Il semble que l'architecte de ce charmant édifice ait cherché, dans la disposition de l'appareil de ses constructions, à économiser autant que faire se peut la pierre de taille. Et cependant cette église porte ses cinq cents ans sans que sa construction ait notablement souffert, malgré l'abandon et des restaurations inintelligentes. La manière ingénieuse avec laquelle l'appareil a été conçu et exécuté a préservé cet édifice de la ruine, que son excessive légèreté semblait promptement provoquer. L'étude de l'appareil des monuments du moyen âge ne saurait donc être recommandée; elle est indispensable lorsqu'on veut les restaurer sans compromettre leur solidité, elle est utile toujours, car jamais cette science pratique n'a produit des résultats plus surprenants avec des moyens plus simples, avec une connaissance plus parfaite des matériaux, de leur résistance et de leurs qualités.

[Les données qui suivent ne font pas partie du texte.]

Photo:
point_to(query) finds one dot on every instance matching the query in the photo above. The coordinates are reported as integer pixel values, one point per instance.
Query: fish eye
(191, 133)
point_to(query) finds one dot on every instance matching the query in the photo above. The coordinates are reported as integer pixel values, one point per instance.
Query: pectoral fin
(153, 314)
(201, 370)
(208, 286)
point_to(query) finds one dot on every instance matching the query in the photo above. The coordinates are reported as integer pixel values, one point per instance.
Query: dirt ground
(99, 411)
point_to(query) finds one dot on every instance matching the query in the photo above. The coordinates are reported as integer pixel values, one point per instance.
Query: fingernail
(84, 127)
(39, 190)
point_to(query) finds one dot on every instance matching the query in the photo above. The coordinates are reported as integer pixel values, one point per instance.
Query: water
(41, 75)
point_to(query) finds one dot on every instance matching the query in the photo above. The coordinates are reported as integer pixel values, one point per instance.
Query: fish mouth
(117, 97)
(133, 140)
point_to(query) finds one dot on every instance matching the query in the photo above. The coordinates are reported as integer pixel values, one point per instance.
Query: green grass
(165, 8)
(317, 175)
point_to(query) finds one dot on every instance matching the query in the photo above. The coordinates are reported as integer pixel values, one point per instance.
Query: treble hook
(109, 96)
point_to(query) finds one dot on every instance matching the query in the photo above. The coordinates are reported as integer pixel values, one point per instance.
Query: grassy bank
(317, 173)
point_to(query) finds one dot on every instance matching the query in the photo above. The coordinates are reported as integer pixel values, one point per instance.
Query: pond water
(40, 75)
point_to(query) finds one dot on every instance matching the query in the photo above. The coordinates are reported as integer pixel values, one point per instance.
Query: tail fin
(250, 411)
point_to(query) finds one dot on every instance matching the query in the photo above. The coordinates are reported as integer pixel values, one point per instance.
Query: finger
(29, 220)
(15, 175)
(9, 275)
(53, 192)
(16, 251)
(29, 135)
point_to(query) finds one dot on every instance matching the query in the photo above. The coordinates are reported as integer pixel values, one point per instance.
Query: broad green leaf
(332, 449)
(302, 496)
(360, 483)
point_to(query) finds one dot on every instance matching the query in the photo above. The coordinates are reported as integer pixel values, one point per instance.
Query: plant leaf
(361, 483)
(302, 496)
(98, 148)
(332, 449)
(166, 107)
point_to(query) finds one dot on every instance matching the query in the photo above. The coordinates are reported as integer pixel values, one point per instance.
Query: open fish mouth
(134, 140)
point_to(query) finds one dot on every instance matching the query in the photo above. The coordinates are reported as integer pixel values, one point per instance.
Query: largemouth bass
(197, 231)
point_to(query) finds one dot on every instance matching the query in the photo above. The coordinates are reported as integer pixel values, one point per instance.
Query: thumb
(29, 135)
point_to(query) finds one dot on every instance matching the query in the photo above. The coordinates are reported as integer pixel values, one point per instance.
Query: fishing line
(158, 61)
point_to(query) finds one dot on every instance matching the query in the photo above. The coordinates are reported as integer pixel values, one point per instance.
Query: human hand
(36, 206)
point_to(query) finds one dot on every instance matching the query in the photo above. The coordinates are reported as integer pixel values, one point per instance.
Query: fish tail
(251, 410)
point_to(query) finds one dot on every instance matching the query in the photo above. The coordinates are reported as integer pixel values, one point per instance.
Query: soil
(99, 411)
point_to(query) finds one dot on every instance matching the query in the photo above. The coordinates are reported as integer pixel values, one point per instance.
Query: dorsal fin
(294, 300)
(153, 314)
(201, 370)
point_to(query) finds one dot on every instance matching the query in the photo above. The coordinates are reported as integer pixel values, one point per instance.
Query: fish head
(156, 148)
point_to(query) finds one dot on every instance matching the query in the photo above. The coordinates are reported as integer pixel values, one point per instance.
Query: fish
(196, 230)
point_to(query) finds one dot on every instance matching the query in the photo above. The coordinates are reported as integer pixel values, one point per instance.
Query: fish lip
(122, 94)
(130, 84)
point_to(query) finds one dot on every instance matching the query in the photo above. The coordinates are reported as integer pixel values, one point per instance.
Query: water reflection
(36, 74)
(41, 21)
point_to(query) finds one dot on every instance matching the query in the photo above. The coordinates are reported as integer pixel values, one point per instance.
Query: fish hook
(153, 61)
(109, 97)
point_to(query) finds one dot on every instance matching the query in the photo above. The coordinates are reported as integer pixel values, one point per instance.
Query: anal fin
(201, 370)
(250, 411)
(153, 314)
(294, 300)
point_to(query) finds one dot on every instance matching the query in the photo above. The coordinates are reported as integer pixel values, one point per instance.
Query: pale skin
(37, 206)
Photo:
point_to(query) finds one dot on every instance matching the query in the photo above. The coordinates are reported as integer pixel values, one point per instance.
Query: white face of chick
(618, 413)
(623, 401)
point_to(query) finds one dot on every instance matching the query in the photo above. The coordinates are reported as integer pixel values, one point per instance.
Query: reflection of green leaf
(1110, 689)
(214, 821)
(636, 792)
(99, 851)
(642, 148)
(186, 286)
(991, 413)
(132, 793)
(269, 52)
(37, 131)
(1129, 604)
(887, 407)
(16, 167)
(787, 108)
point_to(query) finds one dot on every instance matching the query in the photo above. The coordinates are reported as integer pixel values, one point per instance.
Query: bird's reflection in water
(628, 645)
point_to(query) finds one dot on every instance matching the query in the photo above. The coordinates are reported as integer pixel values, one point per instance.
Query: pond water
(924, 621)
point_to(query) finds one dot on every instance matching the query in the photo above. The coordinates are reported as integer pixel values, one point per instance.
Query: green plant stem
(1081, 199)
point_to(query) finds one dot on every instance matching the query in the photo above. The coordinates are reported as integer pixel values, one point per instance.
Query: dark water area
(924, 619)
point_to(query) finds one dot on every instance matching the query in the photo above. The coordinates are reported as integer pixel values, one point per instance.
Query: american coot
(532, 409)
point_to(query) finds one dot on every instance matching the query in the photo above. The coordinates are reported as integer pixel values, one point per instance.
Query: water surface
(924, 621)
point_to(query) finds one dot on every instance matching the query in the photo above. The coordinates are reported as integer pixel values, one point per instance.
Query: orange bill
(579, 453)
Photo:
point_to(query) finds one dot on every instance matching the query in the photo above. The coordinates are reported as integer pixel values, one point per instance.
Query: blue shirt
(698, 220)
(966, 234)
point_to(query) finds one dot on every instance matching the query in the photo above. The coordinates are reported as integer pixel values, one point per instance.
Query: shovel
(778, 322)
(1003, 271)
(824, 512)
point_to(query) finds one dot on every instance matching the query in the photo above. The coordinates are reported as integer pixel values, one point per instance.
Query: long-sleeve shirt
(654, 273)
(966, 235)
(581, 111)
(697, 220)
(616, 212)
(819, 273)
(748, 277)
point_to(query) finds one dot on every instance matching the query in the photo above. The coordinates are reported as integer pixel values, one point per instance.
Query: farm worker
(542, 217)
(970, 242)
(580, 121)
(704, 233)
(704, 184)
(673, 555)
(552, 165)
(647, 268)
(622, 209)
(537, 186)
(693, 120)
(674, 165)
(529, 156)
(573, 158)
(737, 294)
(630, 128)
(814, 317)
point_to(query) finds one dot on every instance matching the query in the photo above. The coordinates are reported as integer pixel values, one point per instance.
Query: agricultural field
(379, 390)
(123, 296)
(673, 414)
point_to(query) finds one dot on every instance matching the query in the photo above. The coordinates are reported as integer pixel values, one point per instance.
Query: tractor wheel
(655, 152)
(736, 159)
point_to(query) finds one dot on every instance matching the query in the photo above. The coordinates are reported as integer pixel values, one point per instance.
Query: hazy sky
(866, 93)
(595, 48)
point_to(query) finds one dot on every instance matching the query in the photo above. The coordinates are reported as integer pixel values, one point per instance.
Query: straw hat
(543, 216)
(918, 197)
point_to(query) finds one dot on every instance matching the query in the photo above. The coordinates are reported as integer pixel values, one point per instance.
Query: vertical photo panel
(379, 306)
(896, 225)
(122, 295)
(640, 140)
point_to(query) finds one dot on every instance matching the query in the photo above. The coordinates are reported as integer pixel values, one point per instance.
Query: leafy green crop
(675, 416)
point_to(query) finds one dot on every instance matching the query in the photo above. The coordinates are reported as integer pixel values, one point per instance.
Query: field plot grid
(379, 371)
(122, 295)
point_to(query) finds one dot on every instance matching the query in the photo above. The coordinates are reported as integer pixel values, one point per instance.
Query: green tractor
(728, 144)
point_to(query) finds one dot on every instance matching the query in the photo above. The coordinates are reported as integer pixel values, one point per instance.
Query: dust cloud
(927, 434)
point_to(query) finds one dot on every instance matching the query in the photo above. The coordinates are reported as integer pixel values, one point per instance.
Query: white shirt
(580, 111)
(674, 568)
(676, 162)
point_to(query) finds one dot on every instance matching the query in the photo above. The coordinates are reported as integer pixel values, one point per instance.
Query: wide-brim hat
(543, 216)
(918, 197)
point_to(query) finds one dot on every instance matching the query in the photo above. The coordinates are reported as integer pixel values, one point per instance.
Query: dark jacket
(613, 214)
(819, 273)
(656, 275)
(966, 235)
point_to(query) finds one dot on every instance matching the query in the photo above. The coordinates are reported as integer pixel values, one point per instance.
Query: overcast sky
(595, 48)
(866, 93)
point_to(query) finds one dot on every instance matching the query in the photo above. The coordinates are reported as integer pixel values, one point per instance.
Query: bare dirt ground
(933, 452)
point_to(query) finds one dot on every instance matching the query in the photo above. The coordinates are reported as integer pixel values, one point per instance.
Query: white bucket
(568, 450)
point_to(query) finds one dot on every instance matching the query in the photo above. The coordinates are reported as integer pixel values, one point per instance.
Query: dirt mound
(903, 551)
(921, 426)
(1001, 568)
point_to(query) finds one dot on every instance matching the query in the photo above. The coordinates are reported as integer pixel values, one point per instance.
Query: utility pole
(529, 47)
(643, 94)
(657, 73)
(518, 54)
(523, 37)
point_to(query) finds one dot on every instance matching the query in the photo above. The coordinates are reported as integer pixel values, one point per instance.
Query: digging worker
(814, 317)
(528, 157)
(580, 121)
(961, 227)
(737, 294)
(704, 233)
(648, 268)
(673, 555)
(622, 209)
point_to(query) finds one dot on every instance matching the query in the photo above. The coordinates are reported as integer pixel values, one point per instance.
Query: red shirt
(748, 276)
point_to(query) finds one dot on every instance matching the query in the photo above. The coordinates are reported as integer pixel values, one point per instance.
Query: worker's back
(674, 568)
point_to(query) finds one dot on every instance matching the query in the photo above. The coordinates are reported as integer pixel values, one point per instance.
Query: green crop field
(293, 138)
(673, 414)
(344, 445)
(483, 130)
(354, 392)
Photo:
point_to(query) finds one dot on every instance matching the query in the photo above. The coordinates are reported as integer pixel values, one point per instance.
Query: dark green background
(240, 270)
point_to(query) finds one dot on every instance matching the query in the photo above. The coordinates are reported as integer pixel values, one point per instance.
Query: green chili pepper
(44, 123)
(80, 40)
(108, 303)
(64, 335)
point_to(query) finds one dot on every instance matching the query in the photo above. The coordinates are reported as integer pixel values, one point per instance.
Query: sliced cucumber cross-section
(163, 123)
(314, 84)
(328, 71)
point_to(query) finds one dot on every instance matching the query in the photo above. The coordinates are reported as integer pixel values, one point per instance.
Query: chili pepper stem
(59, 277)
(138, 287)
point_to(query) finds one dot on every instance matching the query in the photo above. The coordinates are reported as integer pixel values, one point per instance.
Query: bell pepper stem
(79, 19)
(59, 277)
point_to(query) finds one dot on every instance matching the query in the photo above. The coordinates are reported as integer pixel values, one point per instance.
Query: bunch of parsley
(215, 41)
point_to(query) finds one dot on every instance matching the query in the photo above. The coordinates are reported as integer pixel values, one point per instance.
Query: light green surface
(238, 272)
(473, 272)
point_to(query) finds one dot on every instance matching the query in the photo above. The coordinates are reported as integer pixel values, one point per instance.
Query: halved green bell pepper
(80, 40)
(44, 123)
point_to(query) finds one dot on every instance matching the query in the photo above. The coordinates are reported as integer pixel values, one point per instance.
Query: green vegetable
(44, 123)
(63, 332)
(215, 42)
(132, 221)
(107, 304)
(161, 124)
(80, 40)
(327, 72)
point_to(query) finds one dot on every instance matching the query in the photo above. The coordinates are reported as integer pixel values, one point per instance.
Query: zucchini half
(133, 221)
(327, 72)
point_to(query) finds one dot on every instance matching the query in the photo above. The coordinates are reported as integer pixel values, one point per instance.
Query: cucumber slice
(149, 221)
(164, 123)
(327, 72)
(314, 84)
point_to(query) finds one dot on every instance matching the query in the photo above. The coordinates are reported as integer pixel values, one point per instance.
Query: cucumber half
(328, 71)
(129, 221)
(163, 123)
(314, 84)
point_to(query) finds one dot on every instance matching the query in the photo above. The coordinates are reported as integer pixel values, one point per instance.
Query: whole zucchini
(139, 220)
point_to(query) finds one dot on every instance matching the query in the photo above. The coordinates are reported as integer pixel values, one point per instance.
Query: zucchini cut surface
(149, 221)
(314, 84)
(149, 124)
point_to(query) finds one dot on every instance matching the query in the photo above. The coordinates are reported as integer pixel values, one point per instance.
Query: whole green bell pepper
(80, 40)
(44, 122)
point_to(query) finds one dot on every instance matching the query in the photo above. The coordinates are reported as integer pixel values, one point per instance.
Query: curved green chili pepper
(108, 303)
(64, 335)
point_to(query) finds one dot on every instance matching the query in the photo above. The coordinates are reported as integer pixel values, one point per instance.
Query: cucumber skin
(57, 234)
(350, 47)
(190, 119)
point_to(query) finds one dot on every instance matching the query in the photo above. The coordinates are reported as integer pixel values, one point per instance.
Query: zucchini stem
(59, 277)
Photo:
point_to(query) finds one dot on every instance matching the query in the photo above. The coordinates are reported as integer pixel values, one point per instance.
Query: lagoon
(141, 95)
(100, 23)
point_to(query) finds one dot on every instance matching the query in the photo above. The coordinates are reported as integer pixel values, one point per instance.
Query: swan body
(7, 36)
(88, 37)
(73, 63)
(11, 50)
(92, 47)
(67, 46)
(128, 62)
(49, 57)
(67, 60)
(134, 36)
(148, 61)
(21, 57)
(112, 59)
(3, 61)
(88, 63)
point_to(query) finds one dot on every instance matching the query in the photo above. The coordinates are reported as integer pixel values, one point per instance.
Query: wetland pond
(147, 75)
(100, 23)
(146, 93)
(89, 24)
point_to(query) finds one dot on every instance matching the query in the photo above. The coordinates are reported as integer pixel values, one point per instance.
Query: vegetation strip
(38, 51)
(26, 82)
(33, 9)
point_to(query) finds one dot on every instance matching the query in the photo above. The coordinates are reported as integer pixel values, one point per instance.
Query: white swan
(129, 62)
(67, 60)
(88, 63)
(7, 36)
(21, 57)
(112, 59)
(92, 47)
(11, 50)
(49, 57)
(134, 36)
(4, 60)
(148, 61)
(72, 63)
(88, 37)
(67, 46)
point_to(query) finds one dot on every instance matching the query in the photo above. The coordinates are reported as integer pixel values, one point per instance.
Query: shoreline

Dans les édifices du XIe au XVIe siècle, les linteaux ne sont généralement employés que pour couvrir de petites ouvertures, et sont alors d'un seul morceau. Dans les édifices civils particulièrement, où les fenêtres et les portes sont presque toujours carrées, les liteaux
sont hauts, quelquefois taillés en triangle (19) pour mieux résister à la pression, ou soulagés près de leur portée par des consoles tenant aux pieds-droits (20). Quand ces linteaux doivent avoir une grande longueur, comme dans les cheminées dont les manteaux souvent jusqu'à quatre ou cinq mètres de portée, les linteaux sont appareillés en plates-bandes (21) à joints simples ou à crossettes (22), ou à tenons (23). Les constructeurs connaissaient donc alors la plate-bande appareillée, et s'ils ne l'employaient que dans des cas exceptionnels et lorsqu'ils ne pouvaient faire autrement, c'est qu'ils avaient reconnu les inconvénients de ce genre d'appareil. D'ailleurs il existe du côté du Rhin, là où les grès rouges des Vosges donnent des matériaux très résistants et tenaces, un grand nombre de plates-bandes appareillées dans des édifices des XIIe, XIIIe et XIVe siècles. Dans la portion du château de Coucy, qui date du XVe siècle, on voit encore d'immenses fenêtres carrées dont les linteaux, qui n'ont pas moins de quatre mètres de portée, sont appareillés en claveaux, sans aucun ferrement pour les empêcher de glisser. Mais ce sont là des exceptions; les portions d'arcs de cercle sont toujours préférées par les appareilleurs anciens (24), du moment que les portées sont trop grandes pour permettre l'emploi de linteaux d'un seul morceau.
Depuis l'époque romane jusqu'au XVe siècle exclusivement on ne ravalait pas les édifices, les pierres n'étaient point posées épannelées, mais complètement taillées et achevées. Tout devait donc être prévu par l'appareilleur sur le chantier avant la pose. Aussi jamais un joint ne vient couper gauchement un bas-relief, un ornement ou une moulure. Les preuves de ce fait intéressant abondent: 1° les marques de tâcherons qui se rencontrent sur les pierres; 2° les coups de bretture, qui diffèrent à chaque pierre; 3° l'impossibilité de refouiller certaines moulures ou sculptures après la pose comme dans la fig. 8, par exemple;
4° les tracés des fonds de moulures que l'on retrouve dans les joints derrière les ornements (25);
5° les erreurs de mesures, qui ont forcé les poseurs de couper parfois une portion d'une feuille d'une sculpture pour faire entrer à sa place une pierre taillée sur le chantier; 6° les combinaisons et pénétrations de moulures de meneaux, qu'il serait impossible d'achever sur le tas si la pierre eût été posée épannelée seulement; 7° enfin, ces exemples si fréquents d'édifices non terminés, mais dans lesquels les dernières pierres posées sont entièrement achevées comme taille ou sculpture.